Posted by Kristian Waagan <kr...@apache.org>.
On 01.06.12 10:35, Nicolas Lalevée wrote:
>
> Le 1 juin 2012 à 10:03, Kristian Waagan a écrit :
>
>> On 01.06.12 05:46, Gavin McDonald wrote:
>>>>>   If many projects are configured to run on multiple operating systems, of
>>>>>   which two have only one slave (Windows and Solaris), these projects may
>>>>>   cause jobs to pile up on Linux. Maybe there are other mechanisms in place to
>>>>>   deal with this, I don't know.
>>> Not sure what you mean, jobs run independent of each other on multiple slaves.
>>>
>>
>>  From what I could see, jobs configured to run on multiple slaves using the "Configuration Matrix" plugin/feature will hang on to the current slave while waiting for the next one. For instance, commons-vfs-trunk had been running for five days and was occupying one executor on ubuntuX while waiting for windows1 to become available. The timeout was set to 188 minutes, so waiting for the next slave doesn't seem to count as being stuck.
>>
>> The two other jobs I mentioned are also using the Configuration Matrix feature.
>>
>> Of course, this will only be a problem if the system is overloaded, or a slave, or group of slaves, is off line for a longer period of time and these jobs eat up the executor slots on the healthy slaves.
>
> A "Matrix" job is not consuming any executor actually. It only trigger jobs and monitor then. Notice how Jenkins is displaying them while they are running, they are not in the first two boxes of a slave (the executor slots), they are in a extra one.

Ah, I see.
Thanks for that explanation, Nicolas.

That only leaves why the job doesn't time out, but maybe that's as 
designed too?


-- 
Kristian

>
> Nicolas
>


Re: [Jenkins] poor handling of offline slaves

Posted by Nicolas Lalevée <ni...@hibnet.org>.
Le 1 juin 2012 à 10:03, Kristian Waagan a écrit :

> On 01.06.12 05:46, Gavin McDonald wrote:
>>> >  If many projects are configured to run on multiple operating systems, of
>>> >  which two have only one slave (Windows and Solaris), these projects may
>>> >  cause jobs to pile up on Linux. Maybe there are other mechanisms in place to
>>> >  deal with this, I don't know.
>> Not sure what you mean, jobs run independent of each other on multiple slaves.
>> 
> 
> From what I could see, jobs configured to run on multiple slaves using the "Configuration Matrix" plugin/feature will hang on to the current slave while waiting for the next one. For instance, commons-vfs-trunk had been running for five days and was occupying one executor on ubuntuX while waiting for windows1 to become available. The timeout was set to 188 minutes, so waiting for the next slave doesn't seem to count as being stuck.
> 
> The two other jobs I mentioned are also using the Configuration Matrix feature.
> 
> Of course, this will only be a problem if the system is overloaded, or a slave, or group of slaves, is off line for a longer period of time and these jobs eat up the executor slots on the healthy slaves.

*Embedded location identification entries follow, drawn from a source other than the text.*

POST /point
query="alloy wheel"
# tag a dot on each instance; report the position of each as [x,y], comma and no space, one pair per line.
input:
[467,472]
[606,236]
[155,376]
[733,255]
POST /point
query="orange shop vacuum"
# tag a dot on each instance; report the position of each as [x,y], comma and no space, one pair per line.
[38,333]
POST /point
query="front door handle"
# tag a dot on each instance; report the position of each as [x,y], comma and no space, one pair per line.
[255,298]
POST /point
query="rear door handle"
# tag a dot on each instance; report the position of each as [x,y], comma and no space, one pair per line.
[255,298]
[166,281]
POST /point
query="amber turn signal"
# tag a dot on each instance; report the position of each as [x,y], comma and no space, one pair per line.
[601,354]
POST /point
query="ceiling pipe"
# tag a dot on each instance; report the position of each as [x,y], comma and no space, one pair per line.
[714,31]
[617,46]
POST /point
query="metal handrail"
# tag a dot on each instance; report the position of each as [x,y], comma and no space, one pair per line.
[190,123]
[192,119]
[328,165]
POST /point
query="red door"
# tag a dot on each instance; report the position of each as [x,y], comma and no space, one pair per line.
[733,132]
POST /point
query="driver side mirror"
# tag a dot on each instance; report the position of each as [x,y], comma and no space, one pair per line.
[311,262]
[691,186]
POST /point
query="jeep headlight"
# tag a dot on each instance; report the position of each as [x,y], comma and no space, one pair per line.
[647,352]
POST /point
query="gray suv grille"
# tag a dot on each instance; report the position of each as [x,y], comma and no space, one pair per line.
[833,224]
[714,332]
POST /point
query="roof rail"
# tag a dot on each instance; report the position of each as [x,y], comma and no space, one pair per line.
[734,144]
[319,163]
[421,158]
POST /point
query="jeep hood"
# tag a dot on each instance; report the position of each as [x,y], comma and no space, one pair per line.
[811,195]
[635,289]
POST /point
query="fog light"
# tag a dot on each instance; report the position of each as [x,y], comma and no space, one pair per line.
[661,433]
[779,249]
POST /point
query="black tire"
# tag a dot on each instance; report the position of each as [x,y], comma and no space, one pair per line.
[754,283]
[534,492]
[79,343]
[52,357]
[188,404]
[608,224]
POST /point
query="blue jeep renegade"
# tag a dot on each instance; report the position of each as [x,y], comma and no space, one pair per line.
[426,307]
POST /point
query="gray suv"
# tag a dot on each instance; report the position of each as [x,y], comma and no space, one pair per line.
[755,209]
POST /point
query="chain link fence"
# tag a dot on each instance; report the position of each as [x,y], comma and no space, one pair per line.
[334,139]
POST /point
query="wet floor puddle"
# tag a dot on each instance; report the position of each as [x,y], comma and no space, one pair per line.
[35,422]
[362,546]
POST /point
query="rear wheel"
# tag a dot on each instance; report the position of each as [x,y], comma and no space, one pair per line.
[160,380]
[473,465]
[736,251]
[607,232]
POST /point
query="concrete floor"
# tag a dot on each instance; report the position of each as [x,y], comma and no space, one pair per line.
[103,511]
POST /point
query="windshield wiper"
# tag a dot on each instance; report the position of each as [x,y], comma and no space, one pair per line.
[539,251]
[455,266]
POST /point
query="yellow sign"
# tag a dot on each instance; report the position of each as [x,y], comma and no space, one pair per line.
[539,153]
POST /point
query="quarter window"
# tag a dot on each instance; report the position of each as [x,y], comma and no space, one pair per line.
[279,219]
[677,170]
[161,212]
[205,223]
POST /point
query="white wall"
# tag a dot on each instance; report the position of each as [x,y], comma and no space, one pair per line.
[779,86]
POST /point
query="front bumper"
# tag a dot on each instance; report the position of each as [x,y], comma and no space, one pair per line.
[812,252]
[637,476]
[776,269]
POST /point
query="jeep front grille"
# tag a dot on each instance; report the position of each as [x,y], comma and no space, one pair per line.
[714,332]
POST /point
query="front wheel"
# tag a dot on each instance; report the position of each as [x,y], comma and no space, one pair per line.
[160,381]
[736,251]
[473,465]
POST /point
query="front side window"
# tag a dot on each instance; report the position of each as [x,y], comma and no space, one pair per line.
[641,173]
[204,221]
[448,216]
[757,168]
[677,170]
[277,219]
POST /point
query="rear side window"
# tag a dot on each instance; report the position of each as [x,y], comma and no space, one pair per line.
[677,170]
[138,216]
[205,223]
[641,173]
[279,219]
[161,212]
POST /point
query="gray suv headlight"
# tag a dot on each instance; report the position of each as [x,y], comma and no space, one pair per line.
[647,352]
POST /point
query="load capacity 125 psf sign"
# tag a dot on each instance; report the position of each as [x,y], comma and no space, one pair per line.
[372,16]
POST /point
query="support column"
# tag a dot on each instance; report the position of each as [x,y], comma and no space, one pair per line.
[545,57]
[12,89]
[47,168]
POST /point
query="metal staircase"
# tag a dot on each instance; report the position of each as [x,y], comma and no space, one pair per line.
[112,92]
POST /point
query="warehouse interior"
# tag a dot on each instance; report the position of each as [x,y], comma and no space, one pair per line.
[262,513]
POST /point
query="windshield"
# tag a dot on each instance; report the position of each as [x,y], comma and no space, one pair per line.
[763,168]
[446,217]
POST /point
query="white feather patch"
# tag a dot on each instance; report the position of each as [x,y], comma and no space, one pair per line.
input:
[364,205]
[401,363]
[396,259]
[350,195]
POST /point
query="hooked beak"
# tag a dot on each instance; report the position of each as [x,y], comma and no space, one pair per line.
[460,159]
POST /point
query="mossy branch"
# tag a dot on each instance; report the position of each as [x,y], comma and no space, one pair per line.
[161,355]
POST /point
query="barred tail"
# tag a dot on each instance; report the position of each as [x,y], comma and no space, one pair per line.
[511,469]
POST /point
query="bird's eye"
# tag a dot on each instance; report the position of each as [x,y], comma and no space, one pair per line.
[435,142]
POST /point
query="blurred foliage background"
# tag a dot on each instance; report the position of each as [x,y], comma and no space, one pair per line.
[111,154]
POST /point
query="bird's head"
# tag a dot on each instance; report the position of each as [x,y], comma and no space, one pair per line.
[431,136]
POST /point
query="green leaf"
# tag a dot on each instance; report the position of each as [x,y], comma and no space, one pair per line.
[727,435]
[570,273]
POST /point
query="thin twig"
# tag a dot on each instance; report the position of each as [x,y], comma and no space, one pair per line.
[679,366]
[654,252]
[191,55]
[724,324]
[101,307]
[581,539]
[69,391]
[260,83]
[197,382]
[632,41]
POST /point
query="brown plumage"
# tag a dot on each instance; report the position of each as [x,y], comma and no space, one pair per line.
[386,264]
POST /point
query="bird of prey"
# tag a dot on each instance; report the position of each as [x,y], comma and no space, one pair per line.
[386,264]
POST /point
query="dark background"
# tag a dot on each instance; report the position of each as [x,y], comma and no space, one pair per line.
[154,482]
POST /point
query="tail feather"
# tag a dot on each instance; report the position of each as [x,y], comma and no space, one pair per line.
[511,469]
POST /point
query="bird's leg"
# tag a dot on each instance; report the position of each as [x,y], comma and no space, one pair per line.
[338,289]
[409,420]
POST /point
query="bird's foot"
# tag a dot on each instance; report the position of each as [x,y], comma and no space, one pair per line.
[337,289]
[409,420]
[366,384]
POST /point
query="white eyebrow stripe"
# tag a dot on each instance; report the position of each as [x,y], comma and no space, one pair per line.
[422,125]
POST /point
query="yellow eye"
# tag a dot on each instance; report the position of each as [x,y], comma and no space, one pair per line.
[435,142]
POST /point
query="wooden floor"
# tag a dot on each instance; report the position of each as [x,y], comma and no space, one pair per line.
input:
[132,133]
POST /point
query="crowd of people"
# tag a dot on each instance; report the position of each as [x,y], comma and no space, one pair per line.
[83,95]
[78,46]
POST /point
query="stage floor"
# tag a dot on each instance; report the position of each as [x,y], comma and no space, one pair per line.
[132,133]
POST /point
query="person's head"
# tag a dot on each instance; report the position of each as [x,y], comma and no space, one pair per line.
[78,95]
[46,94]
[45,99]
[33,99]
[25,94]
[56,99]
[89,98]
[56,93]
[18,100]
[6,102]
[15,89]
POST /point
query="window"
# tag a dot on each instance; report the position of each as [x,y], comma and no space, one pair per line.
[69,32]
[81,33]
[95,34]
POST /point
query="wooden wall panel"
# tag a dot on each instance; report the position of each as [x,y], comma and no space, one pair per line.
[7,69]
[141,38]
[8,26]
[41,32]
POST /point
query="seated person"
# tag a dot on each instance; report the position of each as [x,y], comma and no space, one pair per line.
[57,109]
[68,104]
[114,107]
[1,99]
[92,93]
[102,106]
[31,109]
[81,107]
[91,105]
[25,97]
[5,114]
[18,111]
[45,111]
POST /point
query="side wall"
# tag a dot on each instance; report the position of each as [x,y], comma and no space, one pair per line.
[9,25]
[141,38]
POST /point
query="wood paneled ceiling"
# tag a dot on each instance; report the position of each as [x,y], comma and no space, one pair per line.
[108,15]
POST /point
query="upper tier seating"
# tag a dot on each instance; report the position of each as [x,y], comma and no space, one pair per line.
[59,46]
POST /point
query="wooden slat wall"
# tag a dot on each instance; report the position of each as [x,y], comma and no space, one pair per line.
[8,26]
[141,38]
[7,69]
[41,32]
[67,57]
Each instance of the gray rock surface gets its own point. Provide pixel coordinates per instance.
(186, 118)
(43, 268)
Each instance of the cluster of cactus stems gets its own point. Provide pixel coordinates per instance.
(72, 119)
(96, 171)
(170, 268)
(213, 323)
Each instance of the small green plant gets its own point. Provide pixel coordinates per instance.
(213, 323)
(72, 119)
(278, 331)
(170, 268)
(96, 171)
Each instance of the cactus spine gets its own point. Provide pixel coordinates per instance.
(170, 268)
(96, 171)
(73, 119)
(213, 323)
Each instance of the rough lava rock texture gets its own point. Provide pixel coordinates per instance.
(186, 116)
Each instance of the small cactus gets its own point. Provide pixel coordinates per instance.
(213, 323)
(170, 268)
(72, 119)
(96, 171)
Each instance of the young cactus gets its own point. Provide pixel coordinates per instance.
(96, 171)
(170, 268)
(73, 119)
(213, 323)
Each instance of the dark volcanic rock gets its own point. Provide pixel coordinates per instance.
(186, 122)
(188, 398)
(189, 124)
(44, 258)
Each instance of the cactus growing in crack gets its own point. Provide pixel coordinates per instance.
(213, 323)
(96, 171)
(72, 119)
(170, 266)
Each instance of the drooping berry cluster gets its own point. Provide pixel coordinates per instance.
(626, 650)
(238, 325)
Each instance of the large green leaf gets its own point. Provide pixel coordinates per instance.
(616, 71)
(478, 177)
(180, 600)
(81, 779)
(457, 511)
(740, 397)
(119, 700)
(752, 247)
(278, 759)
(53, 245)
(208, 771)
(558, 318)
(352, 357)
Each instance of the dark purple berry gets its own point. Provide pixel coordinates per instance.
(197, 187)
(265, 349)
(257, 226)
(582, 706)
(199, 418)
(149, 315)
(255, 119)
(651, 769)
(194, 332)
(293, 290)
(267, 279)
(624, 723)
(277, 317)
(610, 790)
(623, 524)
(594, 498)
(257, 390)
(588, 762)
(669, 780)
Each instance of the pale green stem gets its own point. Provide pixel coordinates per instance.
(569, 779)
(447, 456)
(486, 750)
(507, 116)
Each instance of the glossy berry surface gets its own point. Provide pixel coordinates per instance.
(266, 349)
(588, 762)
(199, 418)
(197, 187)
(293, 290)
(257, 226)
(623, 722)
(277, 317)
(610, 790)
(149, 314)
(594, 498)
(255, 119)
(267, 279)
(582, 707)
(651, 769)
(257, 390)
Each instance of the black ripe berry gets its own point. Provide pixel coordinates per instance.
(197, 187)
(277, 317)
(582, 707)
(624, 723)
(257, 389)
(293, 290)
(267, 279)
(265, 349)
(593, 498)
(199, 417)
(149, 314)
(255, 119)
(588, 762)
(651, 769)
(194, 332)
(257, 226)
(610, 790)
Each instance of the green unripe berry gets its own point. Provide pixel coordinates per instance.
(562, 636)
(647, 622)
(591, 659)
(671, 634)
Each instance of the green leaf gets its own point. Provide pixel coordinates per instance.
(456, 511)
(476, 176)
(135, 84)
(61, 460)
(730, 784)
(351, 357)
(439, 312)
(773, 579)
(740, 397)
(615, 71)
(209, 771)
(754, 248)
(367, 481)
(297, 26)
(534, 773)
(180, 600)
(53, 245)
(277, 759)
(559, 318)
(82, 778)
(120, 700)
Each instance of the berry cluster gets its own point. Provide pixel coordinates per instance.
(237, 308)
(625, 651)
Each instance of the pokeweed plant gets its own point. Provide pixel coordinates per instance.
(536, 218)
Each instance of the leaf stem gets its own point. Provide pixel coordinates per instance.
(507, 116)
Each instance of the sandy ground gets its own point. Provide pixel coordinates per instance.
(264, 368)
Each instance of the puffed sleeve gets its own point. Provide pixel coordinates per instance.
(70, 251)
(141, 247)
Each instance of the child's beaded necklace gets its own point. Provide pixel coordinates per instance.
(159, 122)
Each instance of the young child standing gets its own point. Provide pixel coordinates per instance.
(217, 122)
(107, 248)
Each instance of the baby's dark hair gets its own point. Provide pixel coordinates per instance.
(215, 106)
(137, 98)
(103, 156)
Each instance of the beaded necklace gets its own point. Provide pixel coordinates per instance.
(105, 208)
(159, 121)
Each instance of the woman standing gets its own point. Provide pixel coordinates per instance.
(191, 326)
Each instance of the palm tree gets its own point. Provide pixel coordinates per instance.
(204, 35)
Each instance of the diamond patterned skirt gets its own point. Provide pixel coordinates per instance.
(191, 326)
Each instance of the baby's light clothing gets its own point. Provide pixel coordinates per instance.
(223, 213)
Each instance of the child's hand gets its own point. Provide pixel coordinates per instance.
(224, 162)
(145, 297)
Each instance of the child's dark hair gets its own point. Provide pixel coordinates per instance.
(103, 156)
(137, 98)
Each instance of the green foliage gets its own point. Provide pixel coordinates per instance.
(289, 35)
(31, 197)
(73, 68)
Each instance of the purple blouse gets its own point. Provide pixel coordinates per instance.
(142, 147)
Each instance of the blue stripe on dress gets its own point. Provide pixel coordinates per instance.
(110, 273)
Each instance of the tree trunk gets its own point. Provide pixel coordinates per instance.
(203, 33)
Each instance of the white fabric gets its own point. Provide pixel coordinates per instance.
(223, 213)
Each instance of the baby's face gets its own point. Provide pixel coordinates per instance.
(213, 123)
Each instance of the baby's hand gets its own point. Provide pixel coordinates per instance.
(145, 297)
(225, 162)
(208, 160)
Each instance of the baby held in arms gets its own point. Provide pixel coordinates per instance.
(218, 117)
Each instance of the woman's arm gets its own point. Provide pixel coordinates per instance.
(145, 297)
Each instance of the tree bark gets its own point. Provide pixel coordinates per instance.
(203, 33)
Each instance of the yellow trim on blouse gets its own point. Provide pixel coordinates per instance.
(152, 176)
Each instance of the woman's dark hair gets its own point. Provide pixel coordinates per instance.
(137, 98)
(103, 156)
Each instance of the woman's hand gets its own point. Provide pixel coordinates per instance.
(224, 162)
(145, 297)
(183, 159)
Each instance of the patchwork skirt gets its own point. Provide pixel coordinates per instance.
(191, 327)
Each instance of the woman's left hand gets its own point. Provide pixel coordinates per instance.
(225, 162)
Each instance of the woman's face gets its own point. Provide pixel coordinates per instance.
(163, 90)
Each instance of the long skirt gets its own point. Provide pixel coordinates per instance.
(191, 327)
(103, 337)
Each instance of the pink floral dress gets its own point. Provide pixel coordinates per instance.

A "Matrix" job is not consuming any executor actually. It only trigger jobs and monitor then. Notice how Jenkins is displaying them while they are running, they are not in the first two boxes of a slave (the executor slots), they are in a extra one.

Nicolas


Re: [Jenkins] poor handling of offline slaves

Posted by Kristian Waagan <kr...@apache.org>.
On 01.06.12 05:46, Gavin McDonald wrote:
>> >  If many projects are configured to run on multiple operating systems, of
>> >  which two have only one slave (Windows and Solaris), these projects may
>> >  cause jobs to pile up on Linux. Maybe there are other mechanisms in place to
>> >  deal with this, I don't know.
> Not sure what you mean, jobs run independent of each other on multiple slaves.
>

 From what I could see, jobs configured to run on multiple slaves using 
the "Configuration Matrix" plugin/feature will hang on to the current 
slave while waiting for the next one. For instance, commons-vfs-trunk 
had been running for five days and was occupying one executor on ubuntuX 
while waiting for windows1 to become available. The timeout was set to 
188 minutes, so waiting for the next slave doesn't seem to count as 
being stuck.

The two other jobs I mentioned are also using the Configuration Matrix 
feature.

Of course, this will only be a problem if the system is overloaded, or a 
slave, or group of slaves, is off line for a longer period of time and 
these jobs eat up the executor slots on the healthy slaves.